The Darkest Minds (The Darkest Minds #1)(36)



I wished I didn’t know what Martin’s story was.

Chubs slapped the side of the minivan. “Don’t tell me you believe that, Lee. We knew everyone by the time we broke out.”

Broke out. They actually escaped? Shock left me speechless for several moments until I asked, finally, “Really? All three thousand of them?”

The boys took a step back at the same time.

“You had three thousand kids at your camp?” Liam asked.

“Why?” I looked between them, unnerved. “How many were in your camp?

“Three hundred at most,” Liam said. “Are you sure? Three thousand?”

“Well, it’s not like they gave us an official number. There were thirty kids per cabin and about a hundred of those. There used to be more, but they sent the Reds, Oranges, and Yellows away.”

Apparently, I had blown his mind. Liam let out a strangled noise at the back of his throat. “Holy crap,” he finally managed to squeeze out. “What camp was it?”

“It’s none of your business,” I said. “I’m not asking you where you were.”

“We were in Caledonia, Ohio,” Chubs said, ignoring a sharp look from Liam. “They stuck us in an abandoned elementary school. We broke out. Your turn.”

“Why, so you can report me to the nearest PSF station?”

“Yeah, because, clearly, we’d be able to stroll up and lodge a sighting report.”

After a moment, I blew out a harsh breath. “Fine. I was in Thurmond.”

The silence that followed seemed to stretch on longer than the road beneath us.

“Are you serious?” Liam asked, finally. “Crazy Thurmond, with the FrankenKiddies?”

“They’ve stopped testing,” I said, feeling strangely defensive.

“No, I just—I just…” Liam raced through the words. “I thought it was all filled up, you know? That’s why they bused us to Ohio.”

“How old were you when you went into camp?” Chubs’s voice was measured, but I saw his face fall all the same. “You were young, right?”

The answer popped out before I could stop myself. “The day after my tenth birthday.”

Liam blew out a low whistle, and I wondered exactly how much of Thurmond’s reputation had leaked out in the time I had been there. Who were the ones talking about it—the former PSFs assigned there?

And, if people knew, why hadn’t anyone come to help us?

“How long were you guys in Caledonia?”

“Suzume was there for about two years. I was there for a year and a half, and Lee was there for a year or so.”

“That’s…” A small, ugly voice inside my head whispered, That’s it? even as the better part of me knew full well that it didn’t matter if they had been there for one year or one day—a minute in one of those camps was enough to smash you into pieces.

“And you’re what, sixteen? Seventeen?”

“I don’t know,” I said, and the thought nearly knocked me back against the van. I really wasn’t sure—Sam had claimed it was six years, but she could have been wrong. We didn’t keep track of time at Thurmond in the usual way; I recognized seasons passing, but somewhere along the line I had stopped trying to mark it. I grew bigger, I knew every winter that I must be another year older, but none of it…it just hadn’t seemed to matter until now. “What year is it?”

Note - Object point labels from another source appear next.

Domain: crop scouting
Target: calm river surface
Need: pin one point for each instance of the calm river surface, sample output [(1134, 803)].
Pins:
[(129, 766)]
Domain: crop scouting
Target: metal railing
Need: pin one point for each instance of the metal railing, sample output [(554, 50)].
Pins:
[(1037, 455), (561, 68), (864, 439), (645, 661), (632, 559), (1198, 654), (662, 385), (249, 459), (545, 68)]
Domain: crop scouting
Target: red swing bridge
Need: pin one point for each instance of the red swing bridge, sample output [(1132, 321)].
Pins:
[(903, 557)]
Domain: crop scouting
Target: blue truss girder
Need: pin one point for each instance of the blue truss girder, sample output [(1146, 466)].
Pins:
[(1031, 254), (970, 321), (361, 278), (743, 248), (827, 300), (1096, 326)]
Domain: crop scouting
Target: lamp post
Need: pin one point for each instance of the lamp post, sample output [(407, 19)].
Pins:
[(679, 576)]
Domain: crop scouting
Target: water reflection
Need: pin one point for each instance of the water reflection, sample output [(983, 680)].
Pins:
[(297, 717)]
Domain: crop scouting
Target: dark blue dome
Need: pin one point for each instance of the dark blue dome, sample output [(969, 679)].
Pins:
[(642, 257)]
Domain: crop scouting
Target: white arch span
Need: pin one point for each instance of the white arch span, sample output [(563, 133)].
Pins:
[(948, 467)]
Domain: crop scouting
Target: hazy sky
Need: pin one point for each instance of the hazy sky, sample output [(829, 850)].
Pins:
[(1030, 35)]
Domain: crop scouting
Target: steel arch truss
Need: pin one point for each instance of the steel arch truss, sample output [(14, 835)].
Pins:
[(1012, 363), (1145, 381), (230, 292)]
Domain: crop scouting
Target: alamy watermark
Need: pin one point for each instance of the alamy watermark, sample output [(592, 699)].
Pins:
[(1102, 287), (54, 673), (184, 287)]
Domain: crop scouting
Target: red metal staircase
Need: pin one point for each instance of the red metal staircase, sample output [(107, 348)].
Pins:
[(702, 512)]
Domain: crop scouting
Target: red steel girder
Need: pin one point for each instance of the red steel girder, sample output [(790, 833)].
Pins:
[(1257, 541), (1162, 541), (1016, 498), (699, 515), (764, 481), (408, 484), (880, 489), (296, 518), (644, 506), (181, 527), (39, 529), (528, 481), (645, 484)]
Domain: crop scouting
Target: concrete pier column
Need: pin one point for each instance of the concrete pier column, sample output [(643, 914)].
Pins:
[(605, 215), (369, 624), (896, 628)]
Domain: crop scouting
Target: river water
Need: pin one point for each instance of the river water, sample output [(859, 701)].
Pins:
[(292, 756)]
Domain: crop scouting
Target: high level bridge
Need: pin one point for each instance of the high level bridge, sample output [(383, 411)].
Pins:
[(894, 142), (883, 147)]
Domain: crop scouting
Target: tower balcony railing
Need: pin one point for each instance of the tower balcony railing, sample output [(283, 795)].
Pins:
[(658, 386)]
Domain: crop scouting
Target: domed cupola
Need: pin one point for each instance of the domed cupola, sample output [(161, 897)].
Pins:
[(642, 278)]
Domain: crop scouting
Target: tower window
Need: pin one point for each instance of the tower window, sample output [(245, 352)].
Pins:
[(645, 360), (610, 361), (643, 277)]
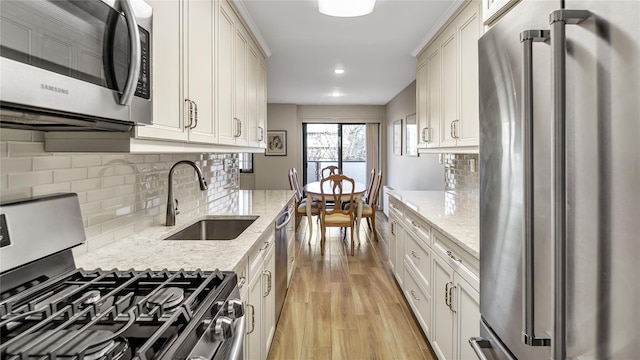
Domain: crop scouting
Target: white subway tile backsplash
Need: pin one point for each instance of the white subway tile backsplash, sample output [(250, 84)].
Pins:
[(83, 161), (86, 185), (118, 193), (102, 194), (16, 149), (31, 178), (51, 188), (67, 175), (15, 135), (51, 162)]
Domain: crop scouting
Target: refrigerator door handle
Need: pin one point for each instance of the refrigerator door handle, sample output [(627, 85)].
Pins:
[(558, 19), (527, 38)]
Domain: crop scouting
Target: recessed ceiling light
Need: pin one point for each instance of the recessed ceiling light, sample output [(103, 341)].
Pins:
[(346, 8)]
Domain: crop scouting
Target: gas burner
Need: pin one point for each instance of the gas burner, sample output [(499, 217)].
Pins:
[(91, 297), (167, 298), (96, 344)]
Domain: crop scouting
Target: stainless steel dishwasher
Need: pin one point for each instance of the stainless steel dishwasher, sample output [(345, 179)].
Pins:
[(282, 235)]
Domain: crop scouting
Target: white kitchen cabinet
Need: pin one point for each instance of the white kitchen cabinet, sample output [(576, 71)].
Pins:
[(442, 334), (492, 10), (241, 83), (447, 86), (396, 239), (183, 79), (456, 311), (260, 310)]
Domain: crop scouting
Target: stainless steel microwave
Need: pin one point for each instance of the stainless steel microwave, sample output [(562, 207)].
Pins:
[(75, 64)]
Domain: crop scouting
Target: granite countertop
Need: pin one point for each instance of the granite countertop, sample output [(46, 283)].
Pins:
[(454, 216), (146, 249)]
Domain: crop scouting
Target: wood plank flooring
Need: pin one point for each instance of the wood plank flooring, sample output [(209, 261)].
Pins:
[(344, 307)]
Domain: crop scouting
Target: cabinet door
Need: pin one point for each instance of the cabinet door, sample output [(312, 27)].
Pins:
[(199, 60), (254, 317), (467, 304), (449, 50), (253, 65), (434, 96), (393, 226), (240, 84), (442, 339), (269, 300), (468, 31), (421, 101), (168, 100), (262, 103), (399, 252), (224, 55)]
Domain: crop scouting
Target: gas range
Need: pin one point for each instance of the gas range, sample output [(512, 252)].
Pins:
[(49, 309)]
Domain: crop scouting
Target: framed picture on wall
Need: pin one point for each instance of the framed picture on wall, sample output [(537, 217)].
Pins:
[(411, 135), (397, 137), (276, 143)]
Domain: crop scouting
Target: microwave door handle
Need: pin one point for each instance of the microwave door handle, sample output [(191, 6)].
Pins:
[(134, 64), (558, 20), (527, 38)]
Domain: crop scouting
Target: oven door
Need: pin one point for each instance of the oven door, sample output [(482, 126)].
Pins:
[(89, 58)]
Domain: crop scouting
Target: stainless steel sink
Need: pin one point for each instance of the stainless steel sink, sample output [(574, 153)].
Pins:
[(218, 228)]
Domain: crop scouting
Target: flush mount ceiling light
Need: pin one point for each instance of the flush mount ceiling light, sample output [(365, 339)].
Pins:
[(346, 8)]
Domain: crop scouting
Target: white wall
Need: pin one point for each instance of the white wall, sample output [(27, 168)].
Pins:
[(406, 172), (271, 171)]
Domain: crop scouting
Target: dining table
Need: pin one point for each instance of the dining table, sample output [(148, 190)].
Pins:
[(313, 192)]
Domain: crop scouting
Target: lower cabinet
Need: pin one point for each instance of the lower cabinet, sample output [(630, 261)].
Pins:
[(439, 280), (260, 308), (456, 299)]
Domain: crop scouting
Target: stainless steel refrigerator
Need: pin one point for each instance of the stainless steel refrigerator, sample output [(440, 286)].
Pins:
[(560, 182)]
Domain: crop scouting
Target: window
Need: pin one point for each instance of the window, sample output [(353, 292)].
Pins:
[(245, 162)]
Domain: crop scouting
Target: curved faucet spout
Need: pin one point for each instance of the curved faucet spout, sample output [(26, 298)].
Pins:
[(171, 209)]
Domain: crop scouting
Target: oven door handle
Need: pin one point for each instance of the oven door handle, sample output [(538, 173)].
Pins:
[(238, 341), (134, 65)]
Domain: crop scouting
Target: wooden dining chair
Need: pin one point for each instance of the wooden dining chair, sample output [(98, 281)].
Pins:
[(370, 207), (330, 170), (335, 216), (301, 202), (371, 204)]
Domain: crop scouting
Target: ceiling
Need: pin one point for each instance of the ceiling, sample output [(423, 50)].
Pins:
[(377, 51)]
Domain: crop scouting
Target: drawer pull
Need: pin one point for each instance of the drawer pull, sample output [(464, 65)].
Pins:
[(450, 254)]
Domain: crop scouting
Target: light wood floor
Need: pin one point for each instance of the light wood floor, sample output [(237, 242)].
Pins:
[(344, 307)]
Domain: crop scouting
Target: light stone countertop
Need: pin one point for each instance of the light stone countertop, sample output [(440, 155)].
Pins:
[(146, 249), (452, 215)]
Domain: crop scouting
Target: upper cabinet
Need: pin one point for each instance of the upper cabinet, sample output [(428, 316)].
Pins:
[(209, 87), (447, 86), (241, 83), (492, 10), (183, 57)]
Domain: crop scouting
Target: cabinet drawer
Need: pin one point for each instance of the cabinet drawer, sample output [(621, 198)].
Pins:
[(461, 261), (256, 256), (419, 226), (396, 206), (419, 255), (418, 299)]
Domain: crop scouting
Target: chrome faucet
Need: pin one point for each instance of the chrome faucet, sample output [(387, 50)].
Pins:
[(171, 210)]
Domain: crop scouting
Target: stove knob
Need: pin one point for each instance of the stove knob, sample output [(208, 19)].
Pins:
[(235, 309), (223, 330)]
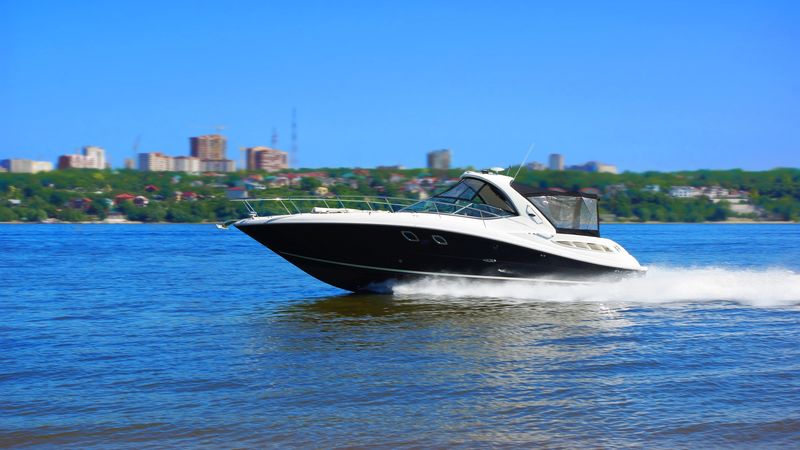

Chubs snorted, rolling his eyes heavenward. He opened his mouth to say something, but stopped once he got a good look at my face. I’m not sure what kind of expression I was wearing, but it erased his exasperation in two seconds flat. His narrowed eyes widened into something that looked very much like pity.

And Liam…his expression seemed to dissolve entirely.

I felt the hair on my neck begin to prickle, my fingers twist the fabric of my uniform shorts. The absolute last thing—the last thing—I wanted was to be pitied by a bunch of strangers. Regret washed down through me, flooding out even my anxiety and fear. I shouldn’t have said anything at all; I should have lied or dodged the question. Whatever they thought Thurmond was like, whatever they believed I’d gone through, it was bad enough to mark me as pathetic in their eyes. I could see it in their faces, and the irony stung more than I expected it to. They’d taken in a monster, thinking it was a mouse.

“Sixteen, then,” I said, once Liam had confirmed the year. Sam had been right after all.

Something else was bothering me. “They’re still creating new camps and sending kids to them?”

“Not so much anymore,” Liam said. “The younger set—Zu’s age—they were hit the hardest. People got scared, and the birthrate dropped off even before the government tried banning new births. Most of the kids that are still being sent to camps are like us. They escaped detection during collections or tried to run.”

I nodded, mulling this over.

“At Thurmond,” Chubs began, “did they really—”

“I think that’s enough,” Liam interrupted. He reached past Chubs’s outstretched arm and opened the sliding door for me again. “She answered your questions, we answered hers, and now we’ve gotta hit the road while the going is still good.”

Zu climbed in first, and, without looking at either boy, I followed, heading to the rear seat, where I could stretch out and hide from any more unwanted questions.